Хотя многие из нас уже не требовали расходов на себя от родителей, но в материальном отношении им все-таки жилось нелегко. Отец сильно постарел, тяготился уже своей службой и мечтал о сельской жизни, приобрести где-либо небольшой клочок земли и самостоятельно вести свое хозяйство, а кончить свои дни, копаясь в полях и огородах. Ему исполнилось 40 лет непрерывной государственной службы, в знак чего он получил орден Св. Владимира 4й
степени с бантом. Мать тоже часто стала хворать, на что мне пожаловалась Катя. Словом, осталось у меня впечатление от этих каникул хорошее, но я понял, что «старое стареется, а молодое растет». Все это, конечно, неизбежно, но в этом старом гнезде слишком много всего дорогого и милого сердцу. А потому и жаль его. Хотя и редко, но хорошо и приятно побывать в нем и набраться здесь искренней, бескорыстной ласки и нелицемерного сочувствия для дальнейшей работы на избранном пути.Большие и длительные отрывы от родной семьи вредны для связи с нею; это чувствовалось ясно на живом примере наших двух старших братьев, быстро отходящих от коренной семьи. С этими мыслями я и уехал, твердо решив на летние каникулы стараться непременно приезжать в родное гнездо.

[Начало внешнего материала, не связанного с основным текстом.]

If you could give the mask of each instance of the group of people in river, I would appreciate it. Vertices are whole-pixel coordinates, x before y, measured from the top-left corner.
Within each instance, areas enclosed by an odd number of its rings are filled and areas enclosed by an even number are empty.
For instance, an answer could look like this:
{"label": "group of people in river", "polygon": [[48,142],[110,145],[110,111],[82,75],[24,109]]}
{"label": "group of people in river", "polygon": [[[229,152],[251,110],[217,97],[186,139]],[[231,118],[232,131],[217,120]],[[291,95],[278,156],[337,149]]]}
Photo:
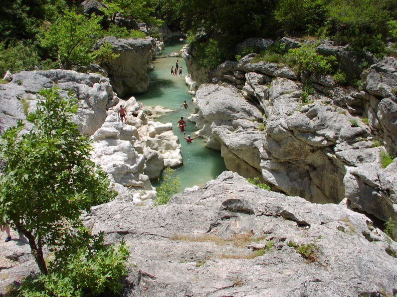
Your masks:
{"label": "group of people in river", "polygon": [[[178,72],[178,70],[179,69],[179,76],[182,76],[182,67],[179,67],[179,60],[176,60],[176,62],[175,64],[175,69],[174,69],[173,66],[171,66],[171,75],[173,74],[174,76],[176,76],[176,74]],[[187,109],[189,108],[189,106],[187,105],[187,102],[186,102],[186,100],[184,100],[183,103],[182,104],[179,106],[179,108],[182,107],[184,109]],[[183,117],[181,116],[180,120],[178,121],[178,128],[180,129],[180,132],[183,132],[183,138],[186,140],[186,142],[188,144],[191,143],[191,141],[193,140],[195,140],[197,137],[199,137],[200,136],[197,135],[195,137],[193,137],[193,138],[190,138],[190,135],[188,135],[187,137],[186,137],[186,132],[184,130],[184,128],[187,125],[186,124],[186,121],[183,120]]]}
{"label": "group of people in river", "polygon": [[[186,101],[184,102],[184,103],[186,103]],[[182,106],[183,104],[182,104]],[[186,104],[187,106],[187,104]],[[193,137],[193,138],[190,138],[190,135],[188,135],[187,137],[186,137],[186,132],[184,130],[184,128],[187,126],[187,125],[186,124],[186,121],[183,120],[183,117],[181,116],[180,120],[178,121],[178,128],[180,128],[180,132],[183,132],[183,138],[186,140],[186,142],[188,144],[191,143],[191,141],[196,138],[197,137],[199,137],[200,136],[197,135],[195,137]]]}
{"label": "group of people in river", "polygon": [[182,66],[179,66],[179,60],[176,60],[176,62],[175,64],[175,69],[174,69],[173,66],[171,66],[171,75],[176,76],[178,72],[179,72],[179,76],[181,76]]}

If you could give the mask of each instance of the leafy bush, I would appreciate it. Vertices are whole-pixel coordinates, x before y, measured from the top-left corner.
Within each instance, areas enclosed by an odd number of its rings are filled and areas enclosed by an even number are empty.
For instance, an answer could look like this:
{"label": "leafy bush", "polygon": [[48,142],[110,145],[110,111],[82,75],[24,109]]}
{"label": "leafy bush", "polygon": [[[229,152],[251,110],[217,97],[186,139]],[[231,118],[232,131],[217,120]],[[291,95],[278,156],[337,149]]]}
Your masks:
{"label": "leafy bush", "polygon": [[387,247],[386,248],[386,252],[391,256],[397,258],[397,251],[391,248],[391,241],[395,240],[395,236],[394,231],[394,222],[389,218],[388,220],[384,223],[384,234],[386,234],[386,242]]}
{"label": "leafy bush", "polygon": [[385,150],[381,150],[379,154],[380,157],[380,164],[382,168],[386,168],[393,162],[394,156],[389,154],[388,152]]}
{"label": "leafy bush", "polygon": [[331,34],[341,43],[354,50],[366,48],[373,53],[384,49],[382,42],[389,34],[387,20],[395,4],[388,0],[330,1],[328,18],[332,24]]}
{"label": "leafy bush", "polygon": [[27,41],[10,44],[0,43],[0,76],[3,78],[8,70],[13,73],[23,70],[32,70],[40,64],[40,58],[36,47]]}
{"label": "leafy bush", "polygon": [[109,190],[107,174],[88,158],[89,140],[72,120],[78,108],[76,100],[71,95],[63,98],[54,89],[39,94],[43,100],[27,117],[34,126],[30,132],[20,134],[25,127],[20,121],[1,135],[0,157],[6,165],[0,182],[0,216],[29,238],[45,274],[43,246],[63,245],[61,238],[78,225],[81,210],[108,202],[115,192]]}
{"label": "leafy bush", "polygon": [[358,121],[357,121],[355,118],[351,118],[349,120],[349,122],[350,122],[351,126],[353,127],[358,127],[359,126],[358,124]]}
{"label": "leafy bush", "polygon": [[[119,292],[120,280],[127,273],[125,264],[129,252],[126,243],[105,246],[103,234],[90,236],[85,232],[85,236],[78,247],[73,243],[74,248],[67,252],[56,252],[48,274],[36,280],[26,279],[21,289],[23,296],[80,297]],[[78,234],[78,240],[82,238]]]}
{"label": "leafy bush", "polygon": [[301,96],[301,100],[302,100],[302,103],[307,103],[307,97],[308,95],[307,93],[303,92],[302,92],[302,96]]}
{"label": "leafy bush", "polygon": [[99,48],[93,52],[93,57],[100,65],[111,62],[120,56],[115,54],[113,48],[113,46],[109,42],[104,42]]}
{"label": "leafy bush", "polygon": [[88,19],[74,12],[64,14],[48,30],[43,29],[40,44],[52,51],[65,68],[87,64],[93,60],[89,54],[100,32],[100,19],[94,16]]}
{"label": "leafy bush", "polygon": [[180,180],[178,176],[173,176],[173,170],[169,167],[165,169],[161,184],[156,189],[157,192],[156,205],[167,204],[172,195],[178,192]]}
{"label": "leafy bush", "polygon": [[379,146],[382,146],[382,143],[379,142],[378,140],[372,140],[372,148],[378,148]]}
{"label": "leafy bush", "polygon": [[125,27],[119,27],[115,24],[111,24],[106,31],[102,32],[104,36],[114,36],[117,38],[128,39],[129,38],[144,38],[146,36],[142,31],[138,30],[130,30]]}
{"label": "leafy bush", "polygon": [[271,188],[271,187],[267,184],[265,184],[264,182],[261,182],[259,180],[259,178],[256,177],[251,178],[249,178],[247,179],[248,182],[249,182],[250,184],[255,184],[255,186],[257,186],[261,188],[264,188],[267,190],[270,190]]}
{"label": "leafy bush", "polygon": [[22,104],[22,111],[24,112],[24,114],[25,116],[28,116],[28,110],[29,109],[29,102],[25,98],[22,98],[20,100]]}
{"label": "leafy bush", "polygon": [[286,57],[287,64],[295,67],[298,72],[332,73],[336,64],[336,58],[321,56],[316,52],[315,48],[315,45],[307,44],[298,48],[290,50]]}
{"label": "leafy bush", "polygon": [[293,242],[289,241],[287,245],[295,248],[296,252],[310,262],[313,262],[317,260],[317,254],[320,250],[320,248],[314,244],[309,243],[299,246]]}
{"label": "leafy bush", "polygon": [[334,80],[339,84],[345,84],[347,82],[347,78],[346,74],[339,70],[332,76]]}
{"label": "leafy bush", "polygon": [[313,34],[318,31],[325,20],[328,2],[280,0],[276,7],[275,16],[287,32]]}
{"label": "leafy bush", "polygon": [[194,54],[201,66],[213,69],[230,56],[229,49],[220,42],[210,39],[208,42],[195,44]]}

В Киевском корпусе я нашел огромные перемены. Ремонт внутри зданий еще только заканчивался. Все квартиры учителей (кроме учителя рисования и пения), а также незаконно занимаемые семьями умерших служащих были после ремонта обращены частью под дортуары, а частью под классные комнаты и другие учебные или хозяйственные надобности.
Все малыши I класса составили один, самый многочисленный «младший возраст», состоящий из нескольких отделений, в среднем, не больше 30 душ. Строго и вдумчиво были скомпонованы в возрастах и все остальные классы, опять с расчетом не свыше 25–30 чел. в каждом отделении. В классных комнатах устроена искусственная вентиляция; в дортуарах тоже. Особые комнаты-спальни отведены для «рыболовов», чесоточных и страждущих глазами.

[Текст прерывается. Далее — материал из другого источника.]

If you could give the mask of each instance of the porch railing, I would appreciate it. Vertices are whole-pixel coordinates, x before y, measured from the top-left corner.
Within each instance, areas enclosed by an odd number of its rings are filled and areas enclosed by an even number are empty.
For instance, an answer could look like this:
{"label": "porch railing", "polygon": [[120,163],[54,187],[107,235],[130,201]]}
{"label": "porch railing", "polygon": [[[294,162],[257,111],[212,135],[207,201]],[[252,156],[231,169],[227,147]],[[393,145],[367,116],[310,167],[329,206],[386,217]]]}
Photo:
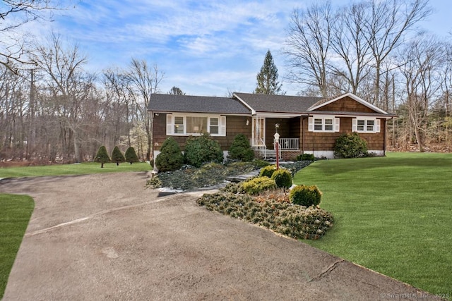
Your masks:
{"label": "porch railing", "polygon": [[[274,141],[273,143],[275,143]],[[280,149],[299,150],[299,138],[280,138]]]}

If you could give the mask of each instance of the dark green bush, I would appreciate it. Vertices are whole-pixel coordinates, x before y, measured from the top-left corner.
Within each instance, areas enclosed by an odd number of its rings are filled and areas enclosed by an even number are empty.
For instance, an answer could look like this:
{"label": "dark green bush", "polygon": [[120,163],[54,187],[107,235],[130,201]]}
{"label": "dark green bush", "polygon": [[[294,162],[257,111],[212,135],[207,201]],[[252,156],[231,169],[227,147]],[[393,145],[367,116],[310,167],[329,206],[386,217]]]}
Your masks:
{"label": "dark green bush", "polygon": [[278,188],[290,188],[292,186],[292,174],[285,168],[279,168],[271,175]]}
{"label": "dark green bush", "polygon": [[254,178],[250,180],[242,183],[241,190],[249,195],[257,195],[263,190],[276,189],[276,183],[274,180],[268,177]]}
{"label": "dark green bush", "polygon": [[269,166],[270,163],[261,159],[255,159],[254,160],[253,160],[253,164],[254,165],[254,166],[256,166],[256,168],[261,168],[263,167]]}
{"label": "dark green bush", "polygon": [[367,143],[355,132],[341,135],[334,145],[334,156],[338,158],[367,156]]}
{"label": "dark green bush", "polygon": [[184,165],[184,155],[179,144],[172,137],[168,137],[162,147],[160,153],[155,157],[155,166],[159,171],[177,171]]}
{"label": "dark green bush", "polygon": [[184,153],[186,163],[195,167],[200,167],[205,163],[223,161],[223,152],[220,144],[210,138],[208,133],[187,139]]}
{"label": "dark green bush", "polygon": [[118,147],[113,148],[113,152],[112,152],[112,161],[116,163],[116,165],[119,165],[119,163],[126,161],[124,155],[122,154],[122,152],[121,152],[121,149],[119,149]]}
{"label": "dark green bush", "polygon": [[271,178],[275,171],[276,171],[276,165],[268,165],[261,169],[259,176]]}
{"label": "dark green bush", "polygon": [[97,149],[97,154],[96,154],[96,158],[95,160],[96,162],[100,163],[100,167],[104,167],[104,164],[111,162],[110,157],[108,156],[107,149],[104,145],[99,147]]}
{"label": "dark green bush", "polygon": [[126,162],[130,163],[131,165],[132,163],[138,161],[138,156],[136,155],[136,152],[135,152],[135,149],[132,147],[126,149],[124,156],[126,157]]}
{"label": "dark green bush", "polygon": [[315,185],[311,186],[304,185],[295,186],[290,190],[289,195],[290,202],[293,204],[307,207],[318,205],[320,204],[321,197],[322,192]]}
{"label": "dark green bush", "polygon": [[251,161],[254,159],[254,151],[249,145],[249,141],[244,134],[239,134],[234,137],[234,141],[229,148],[228,158],[232,160]]}
{"label": "dark green bush", "polygon": [[296,161],[314,161],[315,159],[312,154],[300,154],[297,156]]}

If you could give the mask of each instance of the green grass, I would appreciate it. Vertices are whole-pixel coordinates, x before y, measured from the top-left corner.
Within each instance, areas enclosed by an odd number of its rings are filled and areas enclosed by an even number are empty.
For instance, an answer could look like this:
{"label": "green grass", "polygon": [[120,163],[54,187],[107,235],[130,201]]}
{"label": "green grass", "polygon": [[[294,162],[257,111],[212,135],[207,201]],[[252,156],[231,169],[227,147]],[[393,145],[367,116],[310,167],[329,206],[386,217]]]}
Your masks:
{"label": "green grass", "polygon": [[18,177],[35,177],[40,176],[84,175],[90,173],[148,171],[152,169],[148,163],[141,162],[129,164],[121,163],[117,166],[114,163],[82,163],[78,164],[47,165],[42,166],[0,168],[0,178]]}
{"label": "green grass", "polygon": [[452,295],[452,154],[319,161],[295,176],[317,185],[334,226],[307,243],[432,294]]}
{"label": "green grass", "polygon": [[28,196],[0,194],[0,299],[34,207]]}

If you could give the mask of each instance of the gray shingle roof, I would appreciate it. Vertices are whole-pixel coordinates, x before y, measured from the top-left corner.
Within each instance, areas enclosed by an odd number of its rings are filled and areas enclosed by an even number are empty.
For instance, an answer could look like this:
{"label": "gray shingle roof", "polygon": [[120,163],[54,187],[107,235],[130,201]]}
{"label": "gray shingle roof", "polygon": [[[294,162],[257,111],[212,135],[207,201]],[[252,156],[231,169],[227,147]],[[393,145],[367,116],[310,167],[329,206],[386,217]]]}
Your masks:
{"label": "gray shingle roof", "polygon": [[154,112],[251,113],[243,104],[232,98],[168,94],[153,94],[148,109]]}
{"label": "gray shingle roof", "polygon": [[234,93],[257,112],[305,113],[322,97]]}

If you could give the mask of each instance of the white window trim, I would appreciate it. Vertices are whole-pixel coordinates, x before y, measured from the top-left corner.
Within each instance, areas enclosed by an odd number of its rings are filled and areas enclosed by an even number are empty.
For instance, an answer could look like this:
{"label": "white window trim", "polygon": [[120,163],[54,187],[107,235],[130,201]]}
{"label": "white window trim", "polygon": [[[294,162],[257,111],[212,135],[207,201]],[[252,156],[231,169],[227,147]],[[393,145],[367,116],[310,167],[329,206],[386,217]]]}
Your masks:
{"label": "white window trim", "polygon": [[[358,121],[364,121],[364,130],[358,130]],[[367,121],[374,121],[374,127],[372,130],[367,130]],[[376,118],[369,117],[357,117],[352,120],[352,131],[356,133],[380,133],[380,124],[381,120]]]}
{"label": "white window trim", "polygon": [[[316,130],[314,127],[314,119],[322,120],[322,129]],[[333,130],[325,130],[325,119],[333,120]],[[316,115],[308,118],[308,132],[314,133],[335,133],[340,130],[340,119],[335,118],[333,115]]]}
{"label": "white window trim", "polygon": [[[201,135],[201,133],[186,133],[186,117],[205,117],[207,118],[207,127],[210,129],[210,118],[218,118],[218,133],[210,134],[211,136],[225,137],[226,136],[226,116],[220,115],[210,114],[167,114],[167,136],[196,136]],[[184,118],[184,133],[174,133],[174,118],[182,117]],[[215,125],[217,126],[217,125]]]}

Лазарет сильно увеличен за счет квартир докторов и улучшен во всех отношениях. Заведено в классах множество невиданных нами ранее превосходных стенных карт и учебных пособий. Всюду в классах стояли нового типа парты на двоих, с открывающимися наклонными крышками, по росту учащихся. Внутри все помещения были превосходно выбелены клеевой немарающейся краской; полы всюду исправлены. Особенно удивили нас уборные: вместо примитивных клозетных – чистые, светлые, с мозаичными майоликовыми полами, с фаянсовыми писсуарами и сидениями, обильно омываемыми водой из водопровода. Во всех зданиях улучшена вентиляция и совершенно исчез старый, промозглый казарменный запах. Кухни красовались чистотой и своими нового типа котлами. Все эти усовершенствования свидетельствовали о серьезной заботе о нас и вызывали в наших душах подъем и радость жить и учиться при новых условиях.
Старые наши учителя ушли, но их заменили молодые доценты или профессора, которые быстро овладели и нашим вниманием, и нашими симпатиями. Мы гордились тем, что нам преподают те же светила науки, каких слушают и студенты университета. Вместо старого капитана Шульмана, а затем добряка-подполковника Князева, моим воспитателем стал в IV классе Александр Моисеевич Осмяк[31]
– кандидат естественных наук и преподаватель ботаники. Это был совершенно невоенный человек, очень образованный, наблюдательный и умный. Он держал себя строго, но ровно и с большим тактом, не вдаваясь ни в какие крайности. Охотно поощрял в питомцах чтение книг и занятие каким-либо избранным научным предметом, кроме учебников. С ним я дошел до самого конца корпуса.Вместо старика Орлова русский язык и литературу преподавал молодой доцент-словесник Богданов. Он увлекательно читал вслух отрывки лучших наших авторов и умело вел свои занятия. Мы сильно поднялись в русской грамоте под его руководством, и это он внушил нам правильный (по Белинскому) взгляд на наш язык и на литературных корифеев нашего века. Нередко в субботы, после вечернего чая, он приходил к нам, собирал в класс и примерно около часа читал вслух кого-либо из любимых им авторов (Помяловского, Гоголя). Имея какое-то еще административное поручение, он получил на этом основании холостую казенную квартиру. По воскресеньям вечером, уже в последующих классах, он приглашал к себе лучших своих учеников и читал нам вслух очень много интересного из современной литературы, объяснял все малопонятное. Ему я многим обязан в своих познаниях и грамотности. К несчастью, за год до окончания мною корпуса он застрелился по какой-то сердечной драме в его личной жизни.
Более знаменитым и выдающимся преподавателем русской словесности являлся профессор Киевского университета Житецкий[32]
, которого пришлось слышать только уже последний год моего пребывания в корпусе.